Here we enter a delicate terrain, that of choosing someone or anticipating a detail or a surprise. Larisa is prudent, but she also dares to put forward a name and not the one that many perhaps expected. That's the surprise and that's why we like it. 

“To be honest, I am not good at predicting and I don't like to, because I think the surprise element is one of the beauties of sport in general and of judo in particular. However, I can tell you that I expect a great performance from the Japanese athletes and I believe they will all be in top shape. If I have to pick an athlete, I would say that in the women's competition, lately I have been impressed by Shirine Boukli, the French judoka at -48kg who is very fierce and brave. Her judo is explosive and I think she has also the mental strength to surprise the favourites of this category. In the men's competition, although I admire many judoka, I must confess that I am looking forward to seeing the -81kg category, which is very unpredictable and with many high quality judoka. It will be a special day, charged with a special emotion, also due to the amazing story of Sagi Muki and Saeid Mollaei, which I am so fond of. 

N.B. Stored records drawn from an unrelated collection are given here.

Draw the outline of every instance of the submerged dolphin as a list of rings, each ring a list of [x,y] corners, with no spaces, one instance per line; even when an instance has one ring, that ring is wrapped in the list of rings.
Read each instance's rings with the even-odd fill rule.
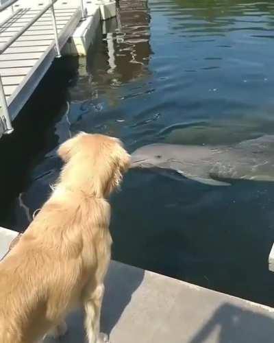
[[[212,185],[229,185],[221,179],[273,181],[274,135],[229,146],[145,145],[132,154],[131,167],[174,169],[186,178]]]

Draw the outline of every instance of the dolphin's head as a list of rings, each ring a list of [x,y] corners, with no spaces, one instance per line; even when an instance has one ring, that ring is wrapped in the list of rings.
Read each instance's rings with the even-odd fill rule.
[[[131,168],[160,167],[170,159],[169,154],[160,144],[145,145],[135,150],[131,155]]]

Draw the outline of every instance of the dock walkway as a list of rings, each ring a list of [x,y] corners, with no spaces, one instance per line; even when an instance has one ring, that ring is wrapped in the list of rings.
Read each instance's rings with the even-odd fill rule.
[[[50,3],[42,3],[41,8],[32,5],[35,1],[29,3],[32,7],[16,8],[15,2],[14,12],[0,24],[0,75],[10,121],[32,95],[82,18],[80,5],[64,7],[57,1],[53,13]],[[5,99],[1,100],[3,108]],[[3,115],[1,117],[5,128]],[[9,129],[8,125],[5,130]]]
[[[0,259],[16,235],[0,228]],[[81,312],[67,322],[60,342],[84,343]],[[112,261],[101,329],[112,343],[273,343],[274,309]]]

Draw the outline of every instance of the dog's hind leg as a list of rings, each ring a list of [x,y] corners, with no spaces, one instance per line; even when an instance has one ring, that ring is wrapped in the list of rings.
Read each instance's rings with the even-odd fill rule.
[[[53,338],[58,338],[63,336],[67,331],[67,326],[66,322],[62,320],[58,325],[53,327],[48,333],[47,336],[53,337]]]
[[[101,307],[105,287],[98,285],[91,294],[84,299],[85,329],[88,343],[110,343],[108,335],[100,333]]]

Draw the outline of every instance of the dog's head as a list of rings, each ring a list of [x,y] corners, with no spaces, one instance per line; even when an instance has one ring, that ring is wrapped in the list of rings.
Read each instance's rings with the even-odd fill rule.
[[[81,132],[62,144],[58,154],[66,163],[61,178],[86,182],[98,197],[108,196],[119,187],[130,164],[121,141],[103,134]]]

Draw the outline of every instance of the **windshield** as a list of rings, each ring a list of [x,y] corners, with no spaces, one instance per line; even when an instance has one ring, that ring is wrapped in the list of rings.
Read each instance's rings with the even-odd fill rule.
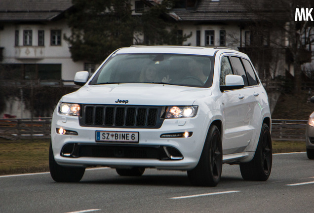
[[[140,83],[211,86],[213,56],[170,54],[113,55],[90,84]]]

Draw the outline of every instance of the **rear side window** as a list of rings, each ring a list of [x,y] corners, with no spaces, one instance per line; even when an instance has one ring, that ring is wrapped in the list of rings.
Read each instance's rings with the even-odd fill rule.
[[[249,61],[246,59],[242,59],[243,64],[244,65],[244,68],[246,71],[246,73],[247,74],[247,79],[248,80],[249,84],[250,86],[253,86],[258,84],[257,82],[257,79],[256,78],[256,75],[254,72],[252,65]]]
[[[243,67],[242,62],[239,58],[232,56],[230,57],[231,59],[231,62],[234,68],[234,72],[235,74],[241,76],[243,78],[243,80],[244,82],[244,86],[248,86],[248,83],[247,82],[247,77],[246,77],[246,74],[245,73],[245,70]]]
[[[220,85],[226,85],[226,76],[228,74],[232,74],[232,70],[229,59],[227,56],[225,56],[221,60],[221,66],[220,68]]]

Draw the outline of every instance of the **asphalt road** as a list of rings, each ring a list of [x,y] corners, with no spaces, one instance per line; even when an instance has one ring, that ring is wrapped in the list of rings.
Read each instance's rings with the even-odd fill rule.
[[[0,176],[0,213],[314,212],[314,160],[306,153],[273,156],[265,182],[243,180],[224,164],[216,187],[191,186],[186,172],[147,169],[142,177],[88,170],[78,183],[48,173]]]

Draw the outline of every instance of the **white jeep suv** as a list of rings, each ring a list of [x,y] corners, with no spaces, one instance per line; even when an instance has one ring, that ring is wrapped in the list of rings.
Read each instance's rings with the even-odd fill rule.
[[[78,181],[86,167],[141,176],[146,168],[187,171],[216,186],[222,164],[266,180],[272,162],[267,94],[248,56],[223,48],[134,46],[109,56],[53,113],[49,167]]]

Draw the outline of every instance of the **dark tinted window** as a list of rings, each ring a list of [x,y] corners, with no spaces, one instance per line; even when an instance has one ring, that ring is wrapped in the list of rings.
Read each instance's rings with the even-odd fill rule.
[[[226,75],[232,74],[232,70],[228,57],[225,56],[221,60],[221,67],[220,68],[220,85],[226,85]]]
[[[254,73],[254,71],[253,70],[253,68],[250,62],[244,59],[242,59],[242,61],[246,71],[247,79],[248,80],[250,86],[258,84],[256,76],[255,75],[255,73]]]
[[[232,56],[231,58],[235,74],[241,76],[244,82],[244,86],[248,86],[245,70],[243,67],[242,62],[241,62],[241,60],[239,58],[234,56]]]

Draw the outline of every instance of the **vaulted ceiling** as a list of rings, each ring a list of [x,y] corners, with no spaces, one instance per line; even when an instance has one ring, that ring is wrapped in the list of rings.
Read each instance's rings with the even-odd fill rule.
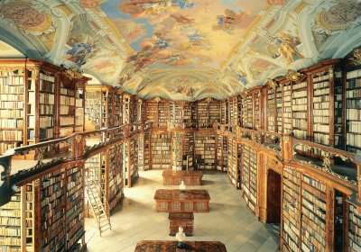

Finally, for me the most exciting day I am waiting for, is the Olympic Team event on the last day. As we know, this is a premiere in the history of our sport and I hope it will be at least spectacular. Oh and one more thing, one of our special guests in Tokyo will be Mr. Klaus Glahn, Olympic judo medalist at the first Olympic judo competition in Tokyo, in 1964. I hope he will enjoy this experience and that the long way our sport has come since then, will make him happy and proud to be part of the judo family.”

We already said about Matthias that he likes numbers and has a sense of humour. 

“I only know that one beauty of our sport is that surprises are not only possible, but highly possible. With the 386 judoka taking part in the Olympics we will have 2^428 = 6931674235302037148946035460357709258591092688439 5414379261989515365532695140640575999360152603489 452434780274035089295724359456 possible different final sheets, with different outcomes! Not so small a number for surprises!” 

Time is running out and we ask Jack to focus on one category and his answer does not disappoint us. 

“Teddy Riner. Everyone is wondering if he will achieve his third Olympic title. For me everything will depend on the draw. That will be the key because Teddy is not seeded to begin with. He is probably the most unbelievable unseeded player in judo history, which means that he can face the top of the world ranking from the first round. There aren't many who can beat Teddy, but there are a few. I would bet on the Russian, Inal Tasoev. It can also happen that one of them eliminates Riner and then loses in the next round and it can also happen that Riner wins as almost everyone thinks. Everything revolves around Riner, but yes, the key will be in the draw.”